Sementara Sandra dan margaret berdebat, orang yang mereka perdebatkan melangkah terhuyung menjauhi keduanya.
Sandra dan Margaret menoleh ke arah Rion. Keduanya menganga melihat Rion dengan santainya pergi, padahal mereka berdua sudah nyaris berkelahi.
Sandra berdecak sebelum berjalan menyusul Rion.
“Hei, kamu mau kemana? Kita belum selesai.” Dengan terpincang, Margaret mencoba menyusul. Wanita itu mengumpat berkali-kali. Kesal karena tidak bisa berjalan cepat lantaran kakinya sakit, Margaret membungkuk. Wanita itu melepas kedua heels lalu menenteng sepatu dengan hak lancip setinggi 12 cm tersebut.
“Jangan pergi. Bayar dulu minumannya.”
Sandra tidak peduli. Sandra berlari mendahului Rion lalu menghadang langkah pemuda tersebut.
Dengan sepasang mata yang sudah tidak bisa terbuka lebar, Rion mencoba menyingkirkan tubuh di depannya. “Pergi.

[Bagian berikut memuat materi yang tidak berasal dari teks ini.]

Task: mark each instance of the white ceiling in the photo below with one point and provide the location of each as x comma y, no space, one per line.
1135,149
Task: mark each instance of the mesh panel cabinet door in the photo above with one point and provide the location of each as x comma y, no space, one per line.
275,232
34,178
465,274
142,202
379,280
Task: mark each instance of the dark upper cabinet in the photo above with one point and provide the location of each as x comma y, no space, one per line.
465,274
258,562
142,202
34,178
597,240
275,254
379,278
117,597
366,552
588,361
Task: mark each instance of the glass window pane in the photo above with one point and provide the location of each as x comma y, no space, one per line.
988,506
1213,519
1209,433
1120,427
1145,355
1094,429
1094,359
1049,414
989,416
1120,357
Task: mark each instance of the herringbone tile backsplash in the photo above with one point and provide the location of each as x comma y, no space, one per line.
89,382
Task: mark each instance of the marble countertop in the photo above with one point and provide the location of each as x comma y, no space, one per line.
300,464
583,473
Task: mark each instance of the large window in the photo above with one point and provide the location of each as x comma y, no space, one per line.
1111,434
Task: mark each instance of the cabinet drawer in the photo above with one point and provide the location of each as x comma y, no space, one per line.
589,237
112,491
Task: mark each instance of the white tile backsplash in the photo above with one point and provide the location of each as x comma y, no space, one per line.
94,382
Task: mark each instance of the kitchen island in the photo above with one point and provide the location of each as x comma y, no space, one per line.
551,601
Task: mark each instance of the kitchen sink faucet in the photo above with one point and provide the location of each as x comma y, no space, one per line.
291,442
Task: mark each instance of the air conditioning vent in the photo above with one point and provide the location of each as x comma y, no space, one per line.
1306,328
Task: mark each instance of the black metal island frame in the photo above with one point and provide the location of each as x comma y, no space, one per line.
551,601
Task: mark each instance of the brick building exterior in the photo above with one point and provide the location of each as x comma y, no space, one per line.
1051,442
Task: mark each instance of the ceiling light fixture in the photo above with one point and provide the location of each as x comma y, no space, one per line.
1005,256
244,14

Sudah kukatakan aku tidak tertarik dengan tawaranmu, Nona Sandra.”
“Oh … kamu tahu namaku?” Sandra tersenyum. Dia pikir Rion tidak tahu namanya. Sandra menarik langkah ke belakang, namun tidak menyingkir dari hadapan Rion. “Aku tetap akan menjadikanmu suamiku.”
“Aku tidak mau.”
“Dengan uang yang orang tuaku miliki, aku bisa membantumu menghilang dari orang-orang yang tidak ingin kamu temui, Rion. Bukankah itu yang kamu inginkan? Menghilang dari … keluargamu?”
Rion menghentak kembali kepalanya. Pandangan matanya mulai kabur. Sialan, umpat Rion dalam hati. Kapok. Lain kali dia tidak akan minum banyak lagi, janjinya dalam hati.
Meskipun sudah setengah mabuk, namun Rion masih bisa mengingat pembicaraannya dengan Sandra. Tentang tawaran gadis itu.
“Kamu bisa menghilang dari keluargamu, mendapatkan kekayaan berlimpah milik orang tuaku. Kamu tidak perlu lagi menjadi sugar baby perempuan club itu. Sebaliknya, kamu bisa memilikiku. Semua penawaran menguntungkanmu, Rion. Kamu bodoh kalau tidak mau menerimanya.”
Rion terhuyung ke kanan, lalu menegakkan tubuhnya kembali.
“Apa sekarang kita sudah sepakat, Rion?” Sandra tersenyum.
Sambil terhuyung, Rion menepikan tubuh Sandra. Sepasang kaki pemuda yang sudah setengah mabuk tersebut terayun. “Temani aku malam ini,” ujarnya sambil melanjutkan ayunan kaki yang tidak lagi lurus.